– Они пригласили ее к себе и попросили меня подсыпать ей что-то в пищу, – продолжает Поди, стараясь не встречаться со мной взглядом.
Я настораживаюсь. Собака тоже поднимает уши.
– Что-то?
– Я не знаю, что это было, – бормочет мальчишка. – Я просто работаю на кухне. Это было в серебряном блюдце. Грибы, тушенные со сливками и эстрагоном.
Он замолкает. Луна на короткое время скрывается за облаками.
– Но сами они их не ели, – продолжает он. – Ела только она. А на следующий день она заболела, лежала в постели и бредила, и они сказали, что ей лучше остаться еще на некоторое время, ну и…
– И?
– А когда она очнулась, то оказалось, что она уже замужем, – бормочет он. – И все они там постоянно талдычат что-то о ее штормовом романе…
– Бурном…
– Бурном романе.

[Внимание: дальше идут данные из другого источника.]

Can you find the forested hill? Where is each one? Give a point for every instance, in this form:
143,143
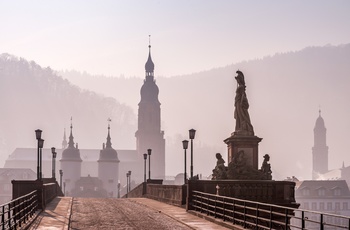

А она там в плену. Они говорят, что она сошла с ума. Она на самом деле сходит с ума. Только и делает, что кричит и просится домой, но никто ее не отпускает. А они пускают ей кровь и говорят, что это лихорадка. Дело-то все в деньгах, вы сами понимаете. Им нужны деньги. Ну и ее наследство.
Случай необычный. Я не привыкла иметь дело с таким классом людей.
– А тебе-то что с того? – спрашиваю я. – Она что, заключила с тобой сделку? Пообещала часть денег, если ей удастся сбежать?
Он мотает головой.
– Хорошо, коли так, – раздраженно говорю я. – Но если ты договорился о чем-то с кем-то, я должна знать об этом. Это повлияет на дело.
Парень переводит взгляд с меня на мать.
– Нет. Ни с кем я не договаривался.
Его голос дрожит, но я принимаю зайцев и говорю, что я беру девушку под свою защиту.
– Не знаю пока как, но я помогу ей, – уверенно обещаю я.
35
УТРОМ МЕНЯ БУДИТ МАМА, СООБЩАЯ О ТОМ, ЧТО ко мне пришла Лили.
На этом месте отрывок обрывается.